Y a comme une envie de pleurer de soulagement quand il voit le bâtiment familier se découper au bout d'la rue, quand il se sait proche du but, sauvé. Presque. Les pas se sont arrêtés quand il a posé le pied sur la première marche. Son cœur, c'est quand il a vu Mads.
Elle parle mais il n'écoute pas, un bourdonnement à ses oreilles, les doigts tremblants quand il attrape son épaule et se place devant elle comme s'il voulait la cacher, faire office de bouclier humain.
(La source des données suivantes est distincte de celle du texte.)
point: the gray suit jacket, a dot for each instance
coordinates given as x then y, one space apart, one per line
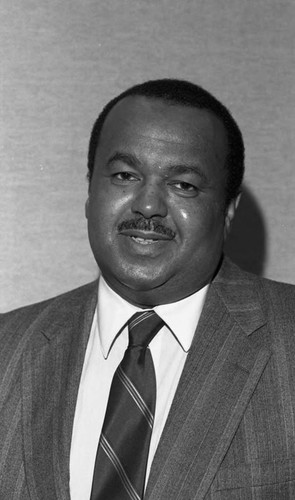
230 433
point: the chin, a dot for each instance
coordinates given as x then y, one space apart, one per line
142 280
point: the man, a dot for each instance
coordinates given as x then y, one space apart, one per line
165 166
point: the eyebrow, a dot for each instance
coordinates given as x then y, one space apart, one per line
188 169
127 158
176 169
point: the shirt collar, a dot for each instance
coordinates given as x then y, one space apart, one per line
181 317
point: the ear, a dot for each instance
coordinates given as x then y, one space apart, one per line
230 213
87 208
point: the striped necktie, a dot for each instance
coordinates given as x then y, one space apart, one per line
122 453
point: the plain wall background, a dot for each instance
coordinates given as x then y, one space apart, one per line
60 63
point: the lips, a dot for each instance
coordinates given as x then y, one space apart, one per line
145 237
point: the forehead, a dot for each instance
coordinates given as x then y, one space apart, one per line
137 119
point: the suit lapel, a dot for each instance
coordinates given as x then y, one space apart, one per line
51 374
222 370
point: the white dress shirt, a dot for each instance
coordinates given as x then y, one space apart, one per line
105 350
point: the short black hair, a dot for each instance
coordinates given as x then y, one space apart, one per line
183 93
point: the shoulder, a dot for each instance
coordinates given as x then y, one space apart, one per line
14 324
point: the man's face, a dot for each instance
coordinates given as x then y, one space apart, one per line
156 209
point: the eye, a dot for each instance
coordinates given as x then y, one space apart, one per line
185 188
123 177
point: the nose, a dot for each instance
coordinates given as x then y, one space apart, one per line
149 201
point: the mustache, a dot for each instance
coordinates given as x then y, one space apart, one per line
146 225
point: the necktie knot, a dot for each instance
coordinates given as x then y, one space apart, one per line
143 326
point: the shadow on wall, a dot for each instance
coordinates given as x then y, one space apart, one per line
246 244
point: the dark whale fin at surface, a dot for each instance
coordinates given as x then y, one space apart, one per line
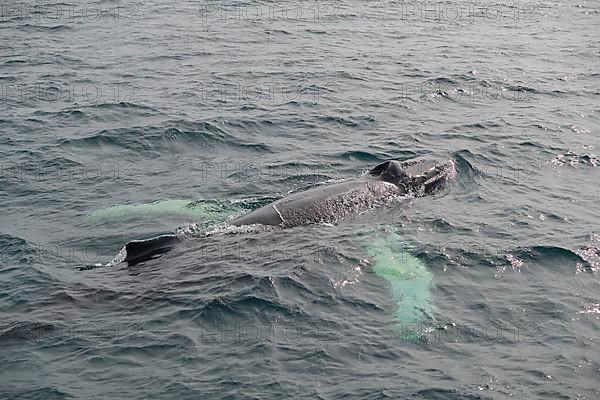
143 250
379 169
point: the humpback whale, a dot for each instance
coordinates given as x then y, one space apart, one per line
323 204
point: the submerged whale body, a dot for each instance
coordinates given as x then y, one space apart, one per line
325 204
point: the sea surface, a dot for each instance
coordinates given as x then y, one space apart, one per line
123 120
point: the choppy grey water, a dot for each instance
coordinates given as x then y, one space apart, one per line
126 103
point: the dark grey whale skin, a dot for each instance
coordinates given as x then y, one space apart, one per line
328 203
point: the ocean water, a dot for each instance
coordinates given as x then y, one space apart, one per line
124 120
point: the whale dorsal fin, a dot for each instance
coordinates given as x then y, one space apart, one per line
388 171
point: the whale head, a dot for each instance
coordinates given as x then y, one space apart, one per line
419 177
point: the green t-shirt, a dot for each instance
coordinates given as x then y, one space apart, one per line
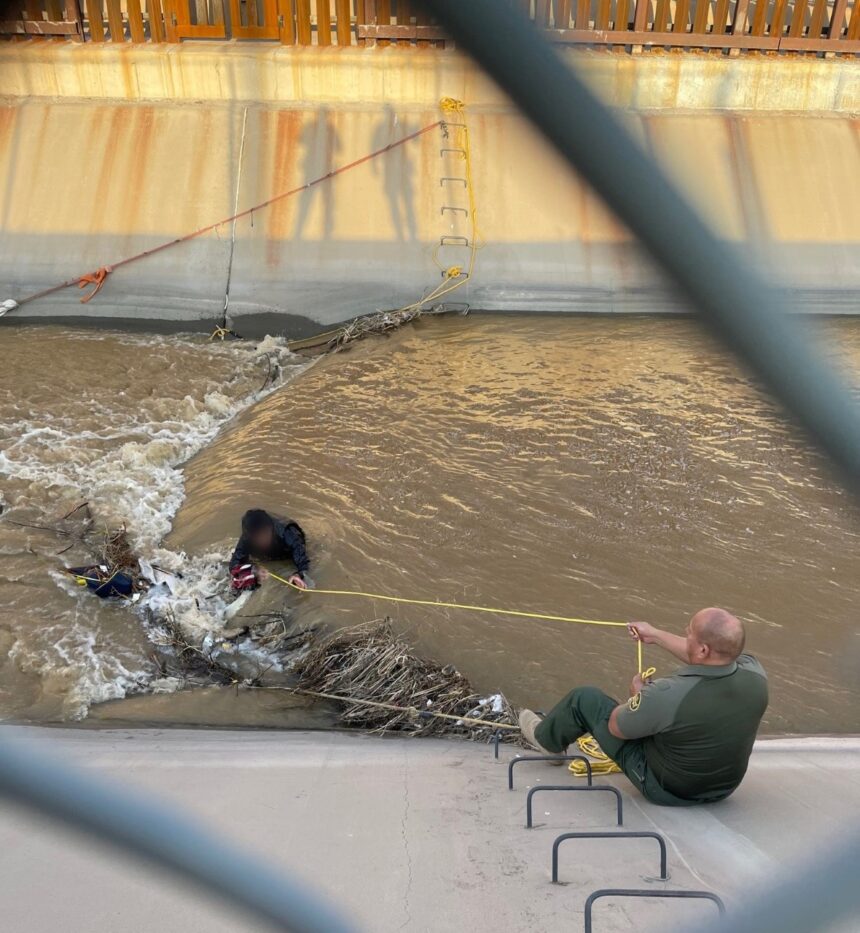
698 726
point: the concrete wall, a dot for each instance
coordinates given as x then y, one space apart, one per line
108 151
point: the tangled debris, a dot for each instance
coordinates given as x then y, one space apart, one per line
370 663
380 323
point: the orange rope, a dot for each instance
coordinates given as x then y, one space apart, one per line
98 277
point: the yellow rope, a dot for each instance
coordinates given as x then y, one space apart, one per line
443 605
453 276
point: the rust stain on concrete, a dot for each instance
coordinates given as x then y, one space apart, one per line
288 128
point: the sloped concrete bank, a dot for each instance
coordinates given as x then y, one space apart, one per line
108 152
416 834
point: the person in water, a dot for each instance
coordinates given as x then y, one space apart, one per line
683 739
267 537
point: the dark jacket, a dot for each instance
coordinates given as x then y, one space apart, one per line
288 544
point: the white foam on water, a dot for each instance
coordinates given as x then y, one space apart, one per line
123 452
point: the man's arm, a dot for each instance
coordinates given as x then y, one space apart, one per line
241 554
635 689
651 635
294 539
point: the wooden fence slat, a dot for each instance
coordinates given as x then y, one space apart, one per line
156 21
682 15
542 11
688 40
640 17
777 18
739 21
73 15
323 22
117 32
812 26
759 18
96 20
798 18
601 17
344 22
383 18
837 18
303 22
622 14
286 22
135 21
422 18
721 15
37 28
700 21
816 21
854 25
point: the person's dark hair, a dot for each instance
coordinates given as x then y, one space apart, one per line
255 520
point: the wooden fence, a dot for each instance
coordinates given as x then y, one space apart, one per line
815 26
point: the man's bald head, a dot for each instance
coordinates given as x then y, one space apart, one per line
715 636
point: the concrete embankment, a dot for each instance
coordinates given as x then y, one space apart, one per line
416 834
105 152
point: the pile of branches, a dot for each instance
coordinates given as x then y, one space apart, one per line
178 657
380 323
212 662
368 664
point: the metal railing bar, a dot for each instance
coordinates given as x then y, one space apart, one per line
163 837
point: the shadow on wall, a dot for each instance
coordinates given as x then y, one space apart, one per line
318 136
321 153
398 173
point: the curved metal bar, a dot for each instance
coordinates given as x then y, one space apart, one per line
588 775
571 787
163 837
645 834
637 892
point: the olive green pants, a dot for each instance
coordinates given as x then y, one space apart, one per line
587 710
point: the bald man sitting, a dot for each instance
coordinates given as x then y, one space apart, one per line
683 739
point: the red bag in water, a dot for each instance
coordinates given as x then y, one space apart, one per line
244 578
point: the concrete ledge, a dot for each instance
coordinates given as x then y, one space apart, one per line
414 834
246 72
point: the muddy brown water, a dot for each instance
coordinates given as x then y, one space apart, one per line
598 467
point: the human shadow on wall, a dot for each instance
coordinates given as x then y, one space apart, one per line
320 145
398 172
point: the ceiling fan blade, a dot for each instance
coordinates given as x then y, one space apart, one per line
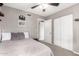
1 4
34 6
54 4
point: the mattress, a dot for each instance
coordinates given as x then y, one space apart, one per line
24 47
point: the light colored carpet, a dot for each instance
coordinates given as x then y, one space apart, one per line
58 51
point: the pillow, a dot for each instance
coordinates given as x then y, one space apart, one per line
26 35
6 36
17 36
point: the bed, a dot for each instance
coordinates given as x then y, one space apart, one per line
24 47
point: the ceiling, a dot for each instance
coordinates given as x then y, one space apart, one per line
38 10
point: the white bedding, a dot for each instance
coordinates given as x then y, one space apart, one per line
25 47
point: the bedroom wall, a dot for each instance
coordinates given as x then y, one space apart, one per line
75 11
10 21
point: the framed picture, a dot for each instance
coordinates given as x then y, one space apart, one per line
22 17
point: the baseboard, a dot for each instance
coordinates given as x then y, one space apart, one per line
69 50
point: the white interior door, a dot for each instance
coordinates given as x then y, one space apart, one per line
63 32
41 31
48 31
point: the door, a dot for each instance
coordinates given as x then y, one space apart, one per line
48 31
63 32
41 37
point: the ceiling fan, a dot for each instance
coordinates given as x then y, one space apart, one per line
51 4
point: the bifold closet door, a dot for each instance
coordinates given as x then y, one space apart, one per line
63 32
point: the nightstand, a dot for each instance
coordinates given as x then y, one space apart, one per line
36 39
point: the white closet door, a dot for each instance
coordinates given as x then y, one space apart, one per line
57 32
41 31
63 32
48 31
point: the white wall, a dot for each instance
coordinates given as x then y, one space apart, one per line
63 32
10 21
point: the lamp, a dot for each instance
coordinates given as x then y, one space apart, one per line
1 33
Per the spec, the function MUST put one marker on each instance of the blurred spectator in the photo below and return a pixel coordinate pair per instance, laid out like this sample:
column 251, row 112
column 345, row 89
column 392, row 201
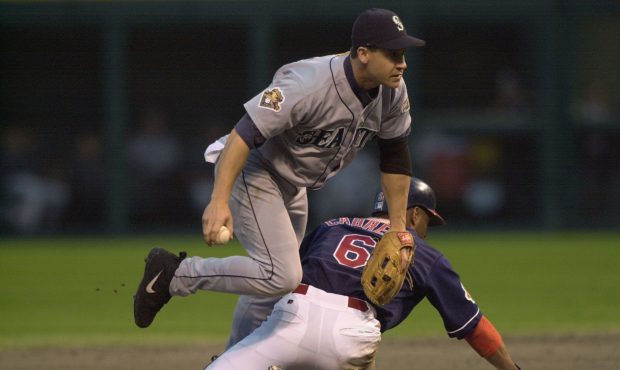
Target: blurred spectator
column 34, row 196
column 154, row 156
column 511, row 98
column 445, row 162
column 343, row 194
column 484, row 195
column 87, row 181
column 595, row 106
column 600, row 152
column 466, row 173
column 153, row 152
column 200, row 173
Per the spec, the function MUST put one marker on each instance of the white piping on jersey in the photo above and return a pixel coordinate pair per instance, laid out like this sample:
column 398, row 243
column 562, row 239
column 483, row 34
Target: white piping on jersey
column 467, row 323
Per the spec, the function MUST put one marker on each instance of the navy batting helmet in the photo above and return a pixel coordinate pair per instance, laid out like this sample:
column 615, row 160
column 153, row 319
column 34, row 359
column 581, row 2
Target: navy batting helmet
column 420, row 195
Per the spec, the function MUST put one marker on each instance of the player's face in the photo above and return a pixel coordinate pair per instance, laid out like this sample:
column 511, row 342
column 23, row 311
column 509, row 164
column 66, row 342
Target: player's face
column 387, row 66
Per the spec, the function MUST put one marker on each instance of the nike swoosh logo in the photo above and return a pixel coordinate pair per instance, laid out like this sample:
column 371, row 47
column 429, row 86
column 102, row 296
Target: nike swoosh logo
column 149, row 287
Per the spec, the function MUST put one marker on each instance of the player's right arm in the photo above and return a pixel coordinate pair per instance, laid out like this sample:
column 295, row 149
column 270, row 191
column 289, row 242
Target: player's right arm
column 228, row 168
column 487, row 342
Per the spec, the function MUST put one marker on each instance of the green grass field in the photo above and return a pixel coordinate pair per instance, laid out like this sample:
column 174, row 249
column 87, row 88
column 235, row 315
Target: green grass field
column 78, row 291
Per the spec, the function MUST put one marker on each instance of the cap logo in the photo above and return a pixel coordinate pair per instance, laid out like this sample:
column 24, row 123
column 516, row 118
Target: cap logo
column 272, row 99
column 399, row 24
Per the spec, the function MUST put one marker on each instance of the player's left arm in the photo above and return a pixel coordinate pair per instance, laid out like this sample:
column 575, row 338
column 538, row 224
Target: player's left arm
column 394, row 154
column 488, row 343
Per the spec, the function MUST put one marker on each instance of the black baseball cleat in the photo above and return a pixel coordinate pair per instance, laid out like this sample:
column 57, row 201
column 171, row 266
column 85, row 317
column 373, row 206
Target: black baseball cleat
column 153, row 292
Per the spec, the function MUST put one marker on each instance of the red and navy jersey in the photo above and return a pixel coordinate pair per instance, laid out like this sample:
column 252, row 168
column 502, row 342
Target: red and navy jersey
column 333, row 257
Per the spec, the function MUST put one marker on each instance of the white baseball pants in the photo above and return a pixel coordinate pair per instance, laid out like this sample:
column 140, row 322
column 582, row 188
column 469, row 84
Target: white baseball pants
column 309, row 330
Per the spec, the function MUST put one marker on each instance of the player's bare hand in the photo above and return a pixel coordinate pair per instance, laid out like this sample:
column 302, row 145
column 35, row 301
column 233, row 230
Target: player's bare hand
column 216, row 215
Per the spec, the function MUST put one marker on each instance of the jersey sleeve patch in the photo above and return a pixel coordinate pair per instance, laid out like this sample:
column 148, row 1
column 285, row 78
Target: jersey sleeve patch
column 272, row 99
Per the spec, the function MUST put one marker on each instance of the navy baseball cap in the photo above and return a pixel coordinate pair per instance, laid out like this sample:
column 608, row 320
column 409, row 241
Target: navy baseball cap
column 382, row 28
column 420, row 195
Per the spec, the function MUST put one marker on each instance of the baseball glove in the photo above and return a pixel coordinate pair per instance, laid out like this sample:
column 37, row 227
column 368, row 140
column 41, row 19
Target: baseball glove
column 383, row 275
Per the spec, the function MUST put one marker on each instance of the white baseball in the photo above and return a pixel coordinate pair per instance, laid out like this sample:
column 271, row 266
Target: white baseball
column 223, row 236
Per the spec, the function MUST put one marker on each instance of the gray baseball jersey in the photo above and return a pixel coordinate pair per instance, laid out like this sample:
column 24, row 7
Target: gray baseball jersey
column 314, row 123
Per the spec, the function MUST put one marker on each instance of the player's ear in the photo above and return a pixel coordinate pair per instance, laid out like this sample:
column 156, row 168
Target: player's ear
column 362, row 54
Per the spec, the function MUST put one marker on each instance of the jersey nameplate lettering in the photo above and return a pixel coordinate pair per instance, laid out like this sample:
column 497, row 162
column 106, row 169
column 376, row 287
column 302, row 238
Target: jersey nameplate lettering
column 333, row 138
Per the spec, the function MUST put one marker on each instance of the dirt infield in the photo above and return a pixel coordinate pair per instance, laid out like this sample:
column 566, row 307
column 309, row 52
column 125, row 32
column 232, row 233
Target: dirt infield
column 566, row 352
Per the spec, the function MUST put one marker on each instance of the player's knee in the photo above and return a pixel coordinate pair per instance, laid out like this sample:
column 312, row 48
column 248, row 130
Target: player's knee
column 287, row 282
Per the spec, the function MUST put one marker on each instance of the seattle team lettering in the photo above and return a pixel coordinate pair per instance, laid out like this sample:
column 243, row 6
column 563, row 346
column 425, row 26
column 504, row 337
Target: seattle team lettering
column 333, row 138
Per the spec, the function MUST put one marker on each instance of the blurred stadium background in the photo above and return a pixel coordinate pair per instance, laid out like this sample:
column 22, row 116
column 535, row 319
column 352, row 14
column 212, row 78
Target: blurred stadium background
column 107, row 107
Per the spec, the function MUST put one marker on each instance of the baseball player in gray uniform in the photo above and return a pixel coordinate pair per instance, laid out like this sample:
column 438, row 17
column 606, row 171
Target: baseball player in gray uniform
column 300, row 131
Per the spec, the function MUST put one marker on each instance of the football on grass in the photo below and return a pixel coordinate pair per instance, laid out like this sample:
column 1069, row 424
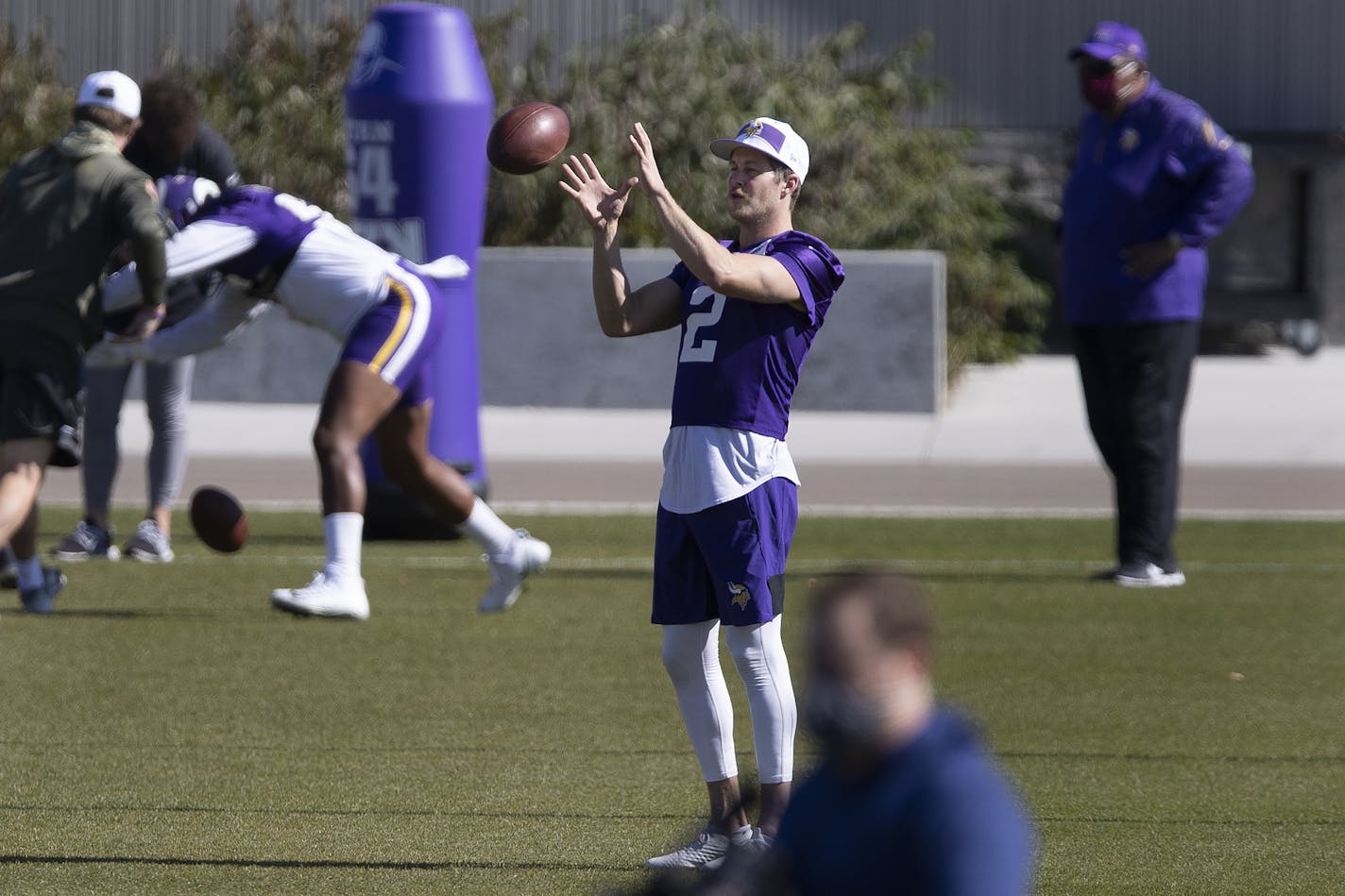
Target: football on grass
column 218, row 518
column 527, row 138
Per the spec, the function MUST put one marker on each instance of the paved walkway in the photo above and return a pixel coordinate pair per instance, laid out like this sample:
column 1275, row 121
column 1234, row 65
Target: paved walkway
column 1263, row 434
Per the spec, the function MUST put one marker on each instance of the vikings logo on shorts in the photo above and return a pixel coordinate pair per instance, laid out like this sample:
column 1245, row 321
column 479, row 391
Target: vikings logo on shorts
column 741, row 596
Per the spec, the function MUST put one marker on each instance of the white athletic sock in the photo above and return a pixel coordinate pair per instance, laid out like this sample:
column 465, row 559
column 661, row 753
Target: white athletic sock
column 30, row 572
column 345, row 535
column 691, row 658
column 758, row 654
column 490, row 532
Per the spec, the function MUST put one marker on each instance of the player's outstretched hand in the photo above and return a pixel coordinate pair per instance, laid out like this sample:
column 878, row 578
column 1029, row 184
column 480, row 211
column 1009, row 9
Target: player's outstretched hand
column 650, row 178
column 600, row 202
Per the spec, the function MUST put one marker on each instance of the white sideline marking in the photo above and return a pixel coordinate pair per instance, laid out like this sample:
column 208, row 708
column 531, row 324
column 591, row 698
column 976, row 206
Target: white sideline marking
column 802, row 566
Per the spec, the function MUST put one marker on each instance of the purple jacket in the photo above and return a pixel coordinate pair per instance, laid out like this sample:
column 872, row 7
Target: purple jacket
column 1163, row 167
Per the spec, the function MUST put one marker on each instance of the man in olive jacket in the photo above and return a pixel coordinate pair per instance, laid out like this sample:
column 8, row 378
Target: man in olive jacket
column 63, row 211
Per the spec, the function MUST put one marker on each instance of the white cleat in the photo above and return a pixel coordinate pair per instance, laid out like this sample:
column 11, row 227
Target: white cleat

Son regard est inquiet quand il cherche par-dessus son épaule, quand il croise ceux des deux types. L'un d'eux qui fait des allers-retours entre lui et Mads avant d'esquisser un sourire – il a compris. Il le voit parler à l'autre, voit l'éclat qui flambe au fond de leur yeux. Il voit la façon dont ils la jaugent, dont ils se détendent, à lever le menton comme s'ils repassaient maîtres de la situation. Il a compris, lui aussi.
S'il tente quoi que ce soit, c'est elle qui prendra. Elle et tout le reste de son entourage.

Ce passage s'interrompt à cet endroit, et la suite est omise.